Ардабиола неуклюже переползла через край ящика на пол и неуверенными шагами ребенка, который учится ходить, пошла к окну, оставляя за собой комки земли. Ардабиола вскарабкалась на журнальный столик, смахнув с него телефон, а затем влезла на подоконник. Прижавшись ветвями к стеклу, ардабиола увидела отца, садящегося в машину и покидающего свою дочь навсегда. Ардабиола, размахнувшись, ударилась всем телом об окно и, чувствуя острую боль от осколков, полетела вниз.
Ардабьев уже включил зажигание и тронулся, когда куст рухнул на капот, закрывая ветвями лобовое стекло.
Ардабьев затормозил. Сквозь стекло на него глядели трепещущие листья, зеленые плоды стучали по стеклу, словно хотели достучаться до него.
— Это ты сказал тете Зосе, чтобы она выбросила куст! — вскрикнула жена Ардабьева и заплакала от обиды за себя и за растение, имени которого она не знала.
Зеленые плоды уже не просто стучались, а отчаянно барабанили по стеклу, и ветви скреблись и скреблись, словно пытаясь заговорить.

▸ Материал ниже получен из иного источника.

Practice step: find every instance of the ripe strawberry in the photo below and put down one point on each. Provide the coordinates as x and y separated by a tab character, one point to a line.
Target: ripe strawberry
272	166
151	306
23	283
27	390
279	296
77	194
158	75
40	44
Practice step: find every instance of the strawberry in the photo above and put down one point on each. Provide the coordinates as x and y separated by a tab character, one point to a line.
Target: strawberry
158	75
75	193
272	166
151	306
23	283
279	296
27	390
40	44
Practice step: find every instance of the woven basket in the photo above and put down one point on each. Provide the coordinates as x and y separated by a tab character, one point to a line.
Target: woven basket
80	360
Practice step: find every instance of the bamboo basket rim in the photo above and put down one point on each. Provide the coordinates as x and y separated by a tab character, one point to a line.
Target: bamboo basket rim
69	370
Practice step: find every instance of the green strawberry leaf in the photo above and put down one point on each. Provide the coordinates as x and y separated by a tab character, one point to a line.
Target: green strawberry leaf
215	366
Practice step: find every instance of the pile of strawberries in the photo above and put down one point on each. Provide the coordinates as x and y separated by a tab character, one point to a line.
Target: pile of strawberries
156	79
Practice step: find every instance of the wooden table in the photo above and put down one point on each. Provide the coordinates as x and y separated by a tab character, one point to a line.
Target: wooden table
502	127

Ардабьев молчал, вцепившись в руль.
И вдруг Ардабьев увидел, что по одной из веток, не прогибая ее, два крошечных железнодорожника несут крошечную красную крышку гроба. Головы рабочих были срезаны крышкой гроба, и нельзя было понять: плачут они под крышкой или нет.

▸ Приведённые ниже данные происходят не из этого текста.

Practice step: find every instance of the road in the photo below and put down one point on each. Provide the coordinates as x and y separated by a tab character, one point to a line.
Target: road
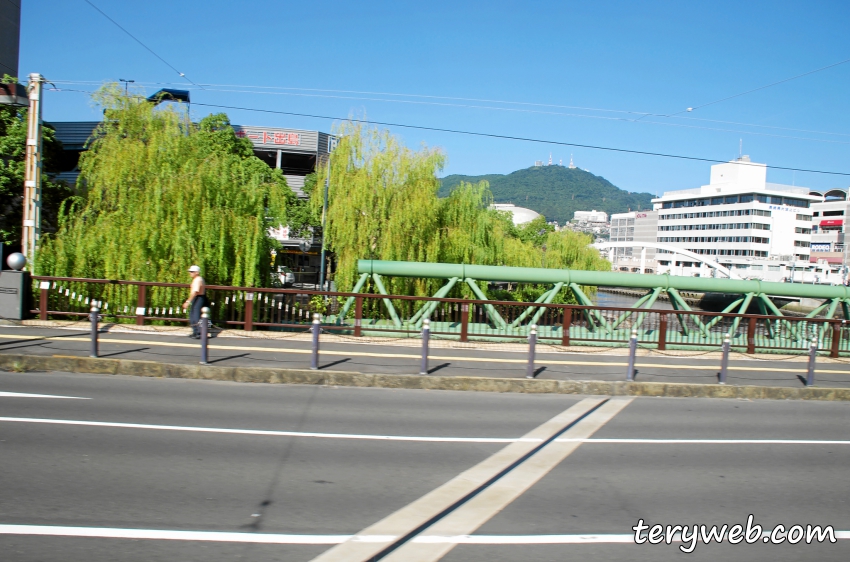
200	470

Зеленые плоды барабанным боем провожали гроб.
„Придите в совесть!“ — крикнула пассажирам стюардесса с боксерским лицом.
А еще Ардабьев увидел сквозь ветви, прижавшиеся к стеклу, заднюю площадку трамвая и сквозь его окно лицо девушки в кепке, которое затем превратилось в лицо худенького пионера с тревожными спрашивающими глазами.
„Ты приедешь меня хоронить?“ — спросил голос матери.
— Мы никуда не поедем, — сказал Ардабьев жене. — Я все вспомнил. Это ардабиола.